Question: I planted 6 varieties of tomato seeds in a seed starter, and produced excellent plants, which I transplanted into the garden. I ended up with beautiful plants that had lush green foliage and a large number of green tomatoes. Just as the first of these were starting to color up, with an orange pinkish tinge on the fruit, the trouble started. The foliage began to turn yellow and develop brown spots, then the green fruits developed hard brown patches. The plants were supported on trellises off the ground and the soil around plants was covered with black plastic. Any idea what the problem was, and how I can prevent it from happening again?

Answer: It's likely that one or more diseases attacked your tomatoes. It's difficult to diagnose exactly what disease is causing the leaf symptoms, and it's not all that critical to make a positive ID; the controls for most diseases are similar.

It sounds as though the tomatoes themselves suffered from sunscald. As the foliage died back the fruits were subjected to intense sunlight, which can cause discolored or hardened areas on the fruit. On healthy plants, the tomatoes are somewhat shaded by the foliage.

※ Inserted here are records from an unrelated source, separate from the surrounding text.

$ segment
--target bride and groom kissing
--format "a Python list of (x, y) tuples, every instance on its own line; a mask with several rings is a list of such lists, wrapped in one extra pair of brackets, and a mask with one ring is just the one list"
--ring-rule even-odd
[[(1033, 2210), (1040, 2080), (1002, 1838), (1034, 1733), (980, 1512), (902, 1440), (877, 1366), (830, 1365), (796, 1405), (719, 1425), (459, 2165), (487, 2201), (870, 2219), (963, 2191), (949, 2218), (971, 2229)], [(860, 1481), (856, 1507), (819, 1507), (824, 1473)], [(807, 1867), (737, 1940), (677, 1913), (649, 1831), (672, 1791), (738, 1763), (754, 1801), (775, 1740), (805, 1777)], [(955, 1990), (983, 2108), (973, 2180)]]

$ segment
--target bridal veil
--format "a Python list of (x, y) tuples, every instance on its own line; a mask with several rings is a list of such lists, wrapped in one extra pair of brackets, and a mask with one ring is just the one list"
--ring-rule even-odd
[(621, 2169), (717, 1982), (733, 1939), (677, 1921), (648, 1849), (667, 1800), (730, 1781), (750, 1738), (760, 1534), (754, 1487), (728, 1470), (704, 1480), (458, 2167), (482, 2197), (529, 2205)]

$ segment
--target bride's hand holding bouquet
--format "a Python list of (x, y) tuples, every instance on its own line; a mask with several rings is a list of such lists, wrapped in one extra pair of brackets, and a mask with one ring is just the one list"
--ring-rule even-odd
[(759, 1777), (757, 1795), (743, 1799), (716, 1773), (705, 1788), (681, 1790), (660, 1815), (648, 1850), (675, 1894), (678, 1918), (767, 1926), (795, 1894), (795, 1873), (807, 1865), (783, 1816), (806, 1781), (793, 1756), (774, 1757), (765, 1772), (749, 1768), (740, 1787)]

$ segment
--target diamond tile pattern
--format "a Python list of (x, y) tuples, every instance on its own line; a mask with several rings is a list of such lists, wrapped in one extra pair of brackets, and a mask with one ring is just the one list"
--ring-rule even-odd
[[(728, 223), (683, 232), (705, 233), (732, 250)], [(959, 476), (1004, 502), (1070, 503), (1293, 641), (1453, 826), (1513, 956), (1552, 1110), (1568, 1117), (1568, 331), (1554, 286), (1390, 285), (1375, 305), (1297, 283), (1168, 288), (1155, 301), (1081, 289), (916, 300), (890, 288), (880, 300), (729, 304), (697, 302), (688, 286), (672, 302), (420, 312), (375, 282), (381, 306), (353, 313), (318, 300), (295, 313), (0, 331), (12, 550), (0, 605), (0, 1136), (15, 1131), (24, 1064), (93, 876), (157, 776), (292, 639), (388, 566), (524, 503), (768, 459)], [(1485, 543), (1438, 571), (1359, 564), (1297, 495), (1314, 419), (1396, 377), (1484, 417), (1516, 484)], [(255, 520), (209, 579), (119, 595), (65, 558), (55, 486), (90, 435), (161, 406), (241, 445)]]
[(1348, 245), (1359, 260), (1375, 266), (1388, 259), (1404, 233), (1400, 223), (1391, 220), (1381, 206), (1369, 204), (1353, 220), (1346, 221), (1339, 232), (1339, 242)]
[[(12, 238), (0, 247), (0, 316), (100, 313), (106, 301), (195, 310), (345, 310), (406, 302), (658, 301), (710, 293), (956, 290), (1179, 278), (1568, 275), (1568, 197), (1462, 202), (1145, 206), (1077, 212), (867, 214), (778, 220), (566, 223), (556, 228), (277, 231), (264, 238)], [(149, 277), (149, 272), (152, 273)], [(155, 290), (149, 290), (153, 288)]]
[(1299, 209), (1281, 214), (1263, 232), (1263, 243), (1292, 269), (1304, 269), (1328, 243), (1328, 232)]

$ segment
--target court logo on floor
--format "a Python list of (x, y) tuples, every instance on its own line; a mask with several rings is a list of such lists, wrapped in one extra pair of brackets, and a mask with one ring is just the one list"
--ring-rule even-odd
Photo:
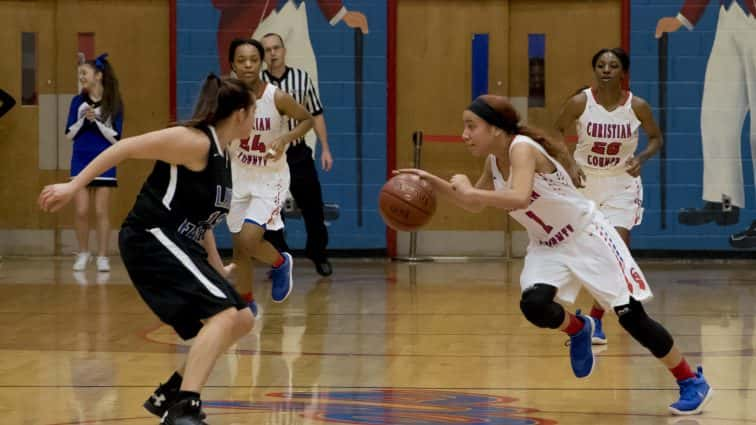
[[(555, 425), (536, 409), (512, 406), (511, 397), (435, 390), (376, 389), (271, 393), (274, 400), (206, 401), (206, 408), (294, 414), (357, 425)], [(279, 399), (279, 400), (275, 400)], [(212, 411), (209, 411), (212, 415)]]

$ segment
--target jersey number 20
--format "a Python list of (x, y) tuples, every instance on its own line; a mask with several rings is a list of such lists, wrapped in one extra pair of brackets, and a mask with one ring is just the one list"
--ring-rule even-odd
[(613, 142), (593, 142), (591, 152), (599, 155), (617, 155), (622, 147), (622, 143)]

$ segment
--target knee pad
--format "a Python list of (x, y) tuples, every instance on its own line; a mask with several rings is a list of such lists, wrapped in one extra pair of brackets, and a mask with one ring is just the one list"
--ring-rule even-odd
[(564, 308), (554, 302), (557, 288), (537, 283), (522, 293), (520, 310), (539, 328), (557, 329), (564, 322)]
[(669, 354), (674, 345), (672, 335), (664, 326), (648, 317), (643, 304), (631, 298), (630, 304), (615, 307), (620, 325), (656, 358)]

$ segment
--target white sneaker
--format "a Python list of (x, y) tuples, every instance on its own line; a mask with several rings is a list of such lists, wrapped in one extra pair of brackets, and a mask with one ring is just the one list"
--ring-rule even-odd
[(87, 269), (87, 264), (89, 264), (90, 259), (92, 259), (92, 254), (88, 252), (80, 252), (76, 254), (76, 261), (74, 261), (73, 270), (75, 272), (83, 272)]
[(95, 282), (97, 282), (98, 285), (104, 285), (110, 281), (110, 273), (109, 272), (98, 272), (97, 278), (95, 279)]
[(108, 259), (108, 257), (97, 257), (97, 271), (98, 272), (110, 271), (110, 260)]
[(86, 272), (73, 272), (73, 278), (79, 285), (89, 285)]

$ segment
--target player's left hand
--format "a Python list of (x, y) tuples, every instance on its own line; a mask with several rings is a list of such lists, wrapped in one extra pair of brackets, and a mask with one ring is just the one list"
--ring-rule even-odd
[(331, 156), (331, 151), (324, 150), (320, 153), (320, 168), (322, 168), (323, 171), (331, 171), (332, 167), (333, 157)]
[(572, 180), (572, 184), (575, 185), (578, 189), (581, 187), (585, 187), (585, 180), (586, 175), (582, 168), (575, 162), (573, 159), (570, 161), (567, 167), (567, 174), (570, 175), (570, 180)]
[(221, 274), (223, 275), (223, 277), (228, 279), (229, 276), (231, 276), (231, 274), (234, 272), (234, 270), (236, 270), (236, 263), (228, 263), (228, 265), (223, 266)]
[(45, 186), (39, 194), (37, 204), (45, 212), (55, 212), (63, 208), (74, 196), (76, 191), (71, 182)]
[(627, 162), (625, 163), (627, 174), (630, 174), (633, 177), (640, 176), (641, 165), (643, 165), (643, 161), (641, 161), (640, 158), (638, 157), (632, 157), (628, 159)]
[(286, 152), (289, 147), (289, 141), (284, 137), (279, 137), (268, 145), (268, 150), (265, 151), (265, 159), (278, 160), (281, 155)]
[(363, 34), (368, 33), (368, 21), (364, 13), (347, 12), (343, 20), (349, 28), (359, 28)]
[(467, 195), (473, 188), (470, 179), (464, 174), (453, 175), (449, 182), (451, 183), (452, 189), (459, 192), (462, 196)]

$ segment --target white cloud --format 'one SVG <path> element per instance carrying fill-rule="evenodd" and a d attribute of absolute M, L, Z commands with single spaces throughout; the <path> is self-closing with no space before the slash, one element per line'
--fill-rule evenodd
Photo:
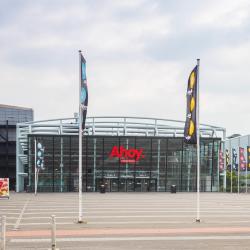
<path fill-rule="evenodd" d="M 17 2 L 0 9 L 1 102 L 72 116 L 82 49 L 90 116 L 184 119 L 200 56 L 201 121 L 250 132 L 249 1 Z"/>
<path fill-rule="evenodd" d="M 237 28 L 247 21 L 250 15 L 250 3 L 248 0 L 207 1 L 204 8 L 196 15 L 192 15 L 197 26 L 210 26 L 217 28 Z"/>

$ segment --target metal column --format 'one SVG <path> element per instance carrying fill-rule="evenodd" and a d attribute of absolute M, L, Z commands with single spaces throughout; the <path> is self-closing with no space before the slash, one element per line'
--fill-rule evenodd
<path fill-rule="evenodd" d="M 61 152 L 60 152 L 60 191 L 63 192 L 63 138 L 61 137 Z"/>
<path fill-rule="evenodd" d="M 96 183 L 95 183 L 95 177 L 96 175 L 96 138 L 94 138 L 94 172 L 93 172 L 93 188 L 94 192 L 96 191 Z"/>
<path fill-rule="evenodd" d="M 222 152 L 224 155 L 224 178 L 223 178 L 223 190 L 227 191 L 227 166 L 226 166 L 226 131 L 223 131 L 223 141 L 222 141 Z"/>
<path fill-rule="evenodd" d="M 10 177 L 9 174 L 9 121 L 6 120 L 6 173 L 7 177 Z"/>
<path fill-rule="evenodd" d="M 157 141 L 157 191 L 160 191 L 160 151 L 161 151 L 161 140 Z"/>
<path fill-rule="evenodd" d="M 126 149 L 128 150 L 128 139 L 126 139 Z M 128 178 L 128 163 L 126 162 L 126 172 L 125 172 L 126 178 Z"/>
<path fill-rule="evenodd" d="M 20 192 L 20 181 L 19 181 L 19 126 L 16 125 L 16 192 Z"/>

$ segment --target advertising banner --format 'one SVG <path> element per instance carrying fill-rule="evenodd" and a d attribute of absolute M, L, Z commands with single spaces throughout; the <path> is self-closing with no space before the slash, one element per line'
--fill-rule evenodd
<path fill-rule="evenodd" d="M 197 144 L 197 132 L 196 132 L 196 102 L 197 102 L 197 70 L 196 66 L 189 78 L 187 87 L 187 116 L 184 129 L 184 140 L 188 144 Z"/>
<path fill-rule="evenodd" d="M 221 150 L 219 151 L 219 170 L 220 172 L 223 172 L 224 170 L 224 156 Z"/>
<path fill-rule="evenodd" d="M 0 198 L 9 198 L 9 178 L 0 178 Z"/>
<path fill-rule="evenodd" d="M 87 86 L 87 76 L 86 76 L 86 60 L 81 54 L 81 92 L 80 92 L 80 107 L 82 112 L 82 130 L 85 129 L 85 120 L 87 116 L 88 107 L 88 86 Z"/>
<path fill-rule="evenodd" d="M 247 170 L 250 171 L 250 147 L 247 146 Z"/>
<path fill-rule="evenodd" d="M 226 168 L 231 172 L 230 154 L 228 149 L 226 149 Z"/>
<path fill-rule="evenodd" d="M 246 159 L 244 155 L 244 148 L 239 148 L 239 164 L 240 164 L 240 170 L 246 170 Z"/>

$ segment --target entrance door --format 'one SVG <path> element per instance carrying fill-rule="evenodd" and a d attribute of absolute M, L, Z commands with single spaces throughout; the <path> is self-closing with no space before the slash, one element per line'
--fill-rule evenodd
<path fill-rule="evenodd" d="M 118 179 L 110 179 L 110 192 L 118 192 Z"/>
<path fill-rule="evenodd" d="M 117 185 L 116 185 L 117 184 Z M 144 179 L 136 178 L 134 179 L 112 179 L 111 182 L 111 192 L 156 192 L 157 180 L 156 179 Z"/>
<path fill-rule="evenodd" d="M 137 178 L 135 180 L 135 192 L 148 192 L 149 179 Z"/>
<path fill-rule="evenodd" d="M 149 191 L 150 192 L 156 192 L 157 191 L 157 180 L 156 179 L 150 179 L 149 181 Z"/>
<path fill-rule="evenodd" d="M 142 179 L 141 192 L 148 192 L 149 189 L 149 179 Z"/>
<path fill-rule="evenodd" d="M 135 192 L 142 192 L 142 179 L 135 180 Z"/>
<path fill-rule="evenodd" d="M 134 179 L 120 179 L 119 192 L 134 192 Z"/>
<path fill-rule="evenodd" d="M 135 182 L 134 179 L 127 179 L 127 192 L 135 191 Z"/>
<path fill-rule="evenodd" d="M 120 182 L 119 182 L 119 191 L 120 192 L 127 192 L 126 179 L 120 179 Z"/>

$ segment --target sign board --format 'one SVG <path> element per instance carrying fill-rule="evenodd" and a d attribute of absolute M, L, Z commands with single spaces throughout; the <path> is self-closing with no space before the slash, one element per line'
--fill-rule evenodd
<path fill-rule="evenodd" d="M 145 158 L 143 154 L 143 148 L 126 149 L 123 146 L 120 147 L 114 146 L 109 154 L 109 157 L 118 158 L 120 159 L 121 163 L 135 163 L 138 162 L 140 159 Z"/>
<path fill-rule="evenodd" d="M 0 178 L 0 198 L 9 198 L 9 178 Z"/>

The first step is to choose at least some disease-resistant varieties. Then, be sure to provide a thick layer of mulch underneath plants, since many tomato diseases are soil-borne and spread when rain splashes soil up onto the leaves. Since your plants are trellised, this should help. Some people find they can slow down the spread of disease by diligently picking off affected leaves and removing them from the garden. There are some new organic, soap-based fungicides that are showing promise, and sprays made from neem oil also have shown some fungicidal properties.